Now, during our last session, we also looked at some of the monitoring tools that we can use and there’s some additional ones out there that we didn’t mention, things like the logs and the message utilities and so forth. But we did look at performance monitoring some of the command utilities and we didn’t even scratch the surface of how many utilities and tools there are to actually monitor performance on the system. Now, what are some of the things we typically need to do to solve performance issues and performance problems?
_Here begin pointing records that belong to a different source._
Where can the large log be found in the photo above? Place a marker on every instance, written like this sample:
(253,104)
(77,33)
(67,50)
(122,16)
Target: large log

Well, one of the big things you can do is upgrade your hardware. If you’re using a laptop, it’s probably difficult to do that. But if you’ve got a full desktop station, that might be easy to upgrade. Things like your Ram and your disk drive and your network card in order to replace the CPU you’d probably have to replace the motherboard. So that might get a little expensive. If you’re using a server class system, then you definitely want to buy the biggest bang for your buck that you can afford and get the good hardware out the first time.
Because you’re not going to buy low end, cheap hardware and then try to run an enterprise on it. That just won’t work. The other thing you can do is replace faulty hardware and you can tell when you have faulty hardware because things just won’t work right. Your disk may thrash too much, maybe your network card will chatter or the throughput will be very low. So you may look at replacing some of that faulty hardware. Typically if Ram goes bad, you’ll know it because of beep codes when the system boots up, or the operating system may not even load because Solaris Eleven actually requires a little bit of memory right off the bat, requires typically at least a gig and a half of Ram. So if a Ram stick goes bad, you’ll typically know it because the OS won’t load.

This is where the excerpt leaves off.